Sappe: Altri due telefonini trovati in una cella della Seconda sezione
“Da lei non ce lo aspettavamo“. Una suora ha tentato di introdurre un telefono cellulare nel carcere di Marassi a Genova e, non avendo rispettato il divieto imposto dalla normativa, è stata bloccata dagli agenti della Polizia penitenziaria.
La religiosa era regolarmente autorizzata a incontrare un detenuto, ma ieri è stata colta sul fatto dagli agenti mentre stava cercando di consegnargli il dispositivo telefonico.
“Ci complimentiamo per la brillante operazione e per la professionalità della Polizia penitenziaria- hanno commentato dalla Uilpa Polizia penitenziaria- ma urgono interventi preventivi atti a impedire in origine l’introduzione di oggetti non consentiti e traffici illeciti che in carcere fruttano il triplo rispetto al mondo libero. Certo, da una suora non ce l’aspettavamo proprio. Servono rinforzi organici, strumentazioni ed equipaggiamenti. Va altresì riorganizzato il modello detentivo“.

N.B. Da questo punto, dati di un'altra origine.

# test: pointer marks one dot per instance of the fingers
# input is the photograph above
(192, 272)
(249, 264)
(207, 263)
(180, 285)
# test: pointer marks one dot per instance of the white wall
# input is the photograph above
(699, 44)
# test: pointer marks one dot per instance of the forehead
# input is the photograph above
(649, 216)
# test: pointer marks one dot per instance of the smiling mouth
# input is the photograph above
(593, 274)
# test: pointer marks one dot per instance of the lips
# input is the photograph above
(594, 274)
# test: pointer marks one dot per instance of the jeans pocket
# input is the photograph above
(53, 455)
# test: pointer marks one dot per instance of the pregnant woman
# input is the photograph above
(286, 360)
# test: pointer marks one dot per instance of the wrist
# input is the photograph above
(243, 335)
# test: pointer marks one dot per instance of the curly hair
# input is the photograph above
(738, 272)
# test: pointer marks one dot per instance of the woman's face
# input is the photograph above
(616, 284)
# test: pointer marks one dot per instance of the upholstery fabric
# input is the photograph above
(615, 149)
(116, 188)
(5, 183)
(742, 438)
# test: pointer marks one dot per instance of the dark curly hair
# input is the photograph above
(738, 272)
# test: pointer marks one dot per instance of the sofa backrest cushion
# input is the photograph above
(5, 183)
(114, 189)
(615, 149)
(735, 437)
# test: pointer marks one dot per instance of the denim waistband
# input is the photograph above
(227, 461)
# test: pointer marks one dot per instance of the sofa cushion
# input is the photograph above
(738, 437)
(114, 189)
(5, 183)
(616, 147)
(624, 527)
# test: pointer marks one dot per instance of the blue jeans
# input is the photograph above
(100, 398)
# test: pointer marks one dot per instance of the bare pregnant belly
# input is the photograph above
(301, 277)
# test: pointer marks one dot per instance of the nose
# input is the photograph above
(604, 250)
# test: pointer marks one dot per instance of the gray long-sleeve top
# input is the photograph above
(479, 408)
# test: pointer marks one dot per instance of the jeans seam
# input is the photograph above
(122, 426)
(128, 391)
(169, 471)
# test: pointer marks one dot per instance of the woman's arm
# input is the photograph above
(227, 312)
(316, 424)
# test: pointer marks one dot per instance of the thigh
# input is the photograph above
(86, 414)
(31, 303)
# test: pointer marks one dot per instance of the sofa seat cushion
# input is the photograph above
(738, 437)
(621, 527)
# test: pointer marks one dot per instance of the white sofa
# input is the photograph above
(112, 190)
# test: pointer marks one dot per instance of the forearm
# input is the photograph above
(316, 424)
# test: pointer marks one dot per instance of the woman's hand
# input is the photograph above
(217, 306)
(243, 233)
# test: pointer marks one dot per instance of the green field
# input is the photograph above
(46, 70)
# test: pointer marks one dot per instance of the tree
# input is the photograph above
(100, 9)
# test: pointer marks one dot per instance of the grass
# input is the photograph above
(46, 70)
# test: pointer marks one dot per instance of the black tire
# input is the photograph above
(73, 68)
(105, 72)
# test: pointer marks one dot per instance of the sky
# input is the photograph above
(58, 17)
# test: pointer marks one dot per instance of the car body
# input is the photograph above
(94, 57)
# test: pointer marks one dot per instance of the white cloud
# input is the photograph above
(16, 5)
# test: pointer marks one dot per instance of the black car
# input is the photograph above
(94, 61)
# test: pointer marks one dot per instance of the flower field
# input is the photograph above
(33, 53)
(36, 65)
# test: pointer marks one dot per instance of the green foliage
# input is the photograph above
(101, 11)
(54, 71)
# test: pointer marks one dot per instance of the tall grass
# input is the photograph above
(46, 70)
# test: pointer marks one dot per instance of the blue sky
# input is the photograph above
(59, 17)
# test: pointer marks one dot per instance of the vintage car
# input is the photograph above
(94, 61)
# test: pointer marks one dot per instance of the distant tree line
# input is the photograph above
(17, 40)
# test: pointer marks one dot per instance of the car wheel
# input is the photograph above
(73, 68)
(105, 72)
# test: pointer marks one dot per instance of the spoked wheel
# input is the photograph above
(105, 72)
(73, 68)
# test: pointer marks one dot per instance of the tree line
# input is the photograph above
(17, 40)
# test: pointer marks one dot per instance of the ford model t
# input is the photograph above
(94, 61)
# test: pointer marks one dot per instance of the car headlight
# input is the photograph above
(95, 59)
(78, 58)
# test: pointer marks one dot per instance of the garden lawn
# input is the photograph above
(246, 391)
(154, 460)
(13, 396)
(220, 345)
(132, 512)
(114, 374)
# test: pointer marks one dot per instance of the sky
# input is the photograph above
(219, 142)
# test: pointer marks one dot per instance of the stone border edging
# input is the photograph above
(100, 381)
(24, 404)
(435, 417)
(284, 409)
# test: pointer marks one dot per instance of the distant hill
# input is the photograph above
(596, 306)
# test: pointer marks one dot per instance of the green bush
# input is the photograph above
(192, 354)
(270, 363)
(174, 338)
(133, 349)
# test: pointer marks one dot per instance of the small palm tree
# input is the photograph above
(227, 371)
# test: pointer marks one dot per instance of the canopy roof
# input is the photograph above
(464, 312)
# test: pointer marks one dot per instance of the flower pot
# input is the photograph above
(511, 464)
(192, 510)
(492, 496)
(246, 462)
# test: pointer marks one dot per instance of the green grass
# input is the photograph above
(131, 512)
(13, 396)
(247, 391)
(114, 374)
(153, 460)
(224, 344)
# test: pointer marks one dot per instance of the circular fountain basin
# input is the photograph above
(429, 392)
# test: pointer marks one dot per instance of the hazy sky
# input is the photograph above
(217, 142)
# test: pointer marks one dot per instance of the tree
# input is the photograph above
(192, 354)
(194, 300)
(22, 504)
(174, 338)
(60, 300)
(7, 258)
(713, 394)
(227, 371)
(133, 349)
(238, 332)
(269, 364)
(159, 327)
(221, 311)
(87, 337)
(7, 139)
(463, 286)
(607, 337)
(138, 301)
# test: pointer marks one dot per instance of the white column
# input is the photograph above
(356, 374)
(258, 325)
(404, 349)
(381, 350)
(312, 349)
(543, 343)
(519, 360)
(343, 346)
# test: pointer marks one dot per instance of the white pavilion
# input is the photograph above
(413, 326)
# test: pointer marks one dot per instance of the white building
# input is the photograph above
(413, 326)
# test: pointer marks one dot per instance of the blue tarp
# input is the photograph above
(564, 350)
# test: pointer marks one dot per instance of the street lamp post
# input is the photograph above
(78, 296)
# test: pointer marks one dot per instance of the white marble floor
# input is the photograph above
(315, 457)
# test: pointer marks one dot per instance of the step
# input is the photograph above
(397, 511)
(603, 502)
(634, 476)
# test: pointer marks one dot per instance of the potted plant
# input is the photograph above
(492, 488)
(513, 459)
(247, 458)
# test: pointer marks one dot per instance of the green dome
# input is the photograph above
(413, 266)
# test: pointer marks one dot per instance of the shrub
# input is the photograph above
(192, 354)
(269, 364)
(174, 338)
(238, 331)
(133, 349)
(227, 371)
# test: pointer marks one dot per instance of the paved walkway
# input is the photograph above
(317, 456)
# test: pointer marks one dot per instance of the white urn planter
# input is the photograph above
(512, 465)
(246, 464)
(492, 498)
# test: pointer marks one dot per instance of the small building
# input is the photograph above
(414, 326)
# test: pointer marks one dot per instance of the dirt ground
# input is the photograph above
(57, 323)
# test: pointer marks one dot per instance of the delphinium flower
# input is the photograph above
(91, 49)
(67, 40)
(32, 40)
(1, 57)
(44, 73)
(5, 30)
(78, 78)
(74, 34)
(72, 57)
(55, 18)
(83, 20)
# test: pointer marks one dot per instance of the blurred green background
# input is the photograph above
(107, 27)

“Una suora ammessa in carcere a Marassi ad un incontro con alcuni detenuti ha tentato di introdurre illecitamente un telefono cellulare ma è stata scoperta e bloccata dalla Polizia Penitenziaria. L’episodio evidenzia ancora una volta la necessità di dotare la Penitenziaria di strumenti tecnologicamente avanzati, anche in grado di schermare gli istituti di pena, per contrastare questo fenomeno”. Così, Vincenzo Tristaino, segretario regionale del SAPPE, commenta la notizia della religiosa fermata dalla Polizia Penitenziaria nel carcere di Marassi (Genova) nel quale stava cercando di introdurre un cellulare.
“Grazie agli sforzi finora profusi – continua il sindacalista – la Polizia Penitenziaria, malgrado i turni massacranti e le scarse risorse, riesce comunque ad arginare i tentativi fraudolenti di introduzione sia di telefonini sia di droga, evitando così gravi ripercussioni per l’ordine e la sicurezza interna. Complimenti ai colleghi del carcere di Marassi, che hanno trovato due cellulari anche in una cella della II Sezione del penitenziario”.
Lapidario il commento di Donato Capece, segretario generale del SAPPE, che ricorda che introdurre o possedere illegalmente un telefono cellulare in carcere costituisce reato, punito da 1 a 4 anni di reclusione: “L’introduzione del reato nel nostro Codice penale, purtroppo, non ha sortito gli effetti sperati; l’unico deterrente possibile rimane la schermatura degli istituti per rendere inutilizzabili i telefoni. La situazione è ormai fuori controllo. È necessario un intervento urgente per dotare le carceri di sistemi di schermatura efficienti e per contrastare efficacemente l’introduzione di telefoni cellulari all’interno degli istituti penitenziari”. E si appella al DAP: “domandiamo ai vertici del Dipartimento dell’Amministrazione penitenziaria a che punto è proprio il progetto di schermatura degli istituti, proprio per neutralizzare l’utilizzo dei telefoni cellulari e scoraggiarne l’introduzione, garantendo così quella prevenzione che, in casi di questo tipo, può risultare più efficace della repressione”.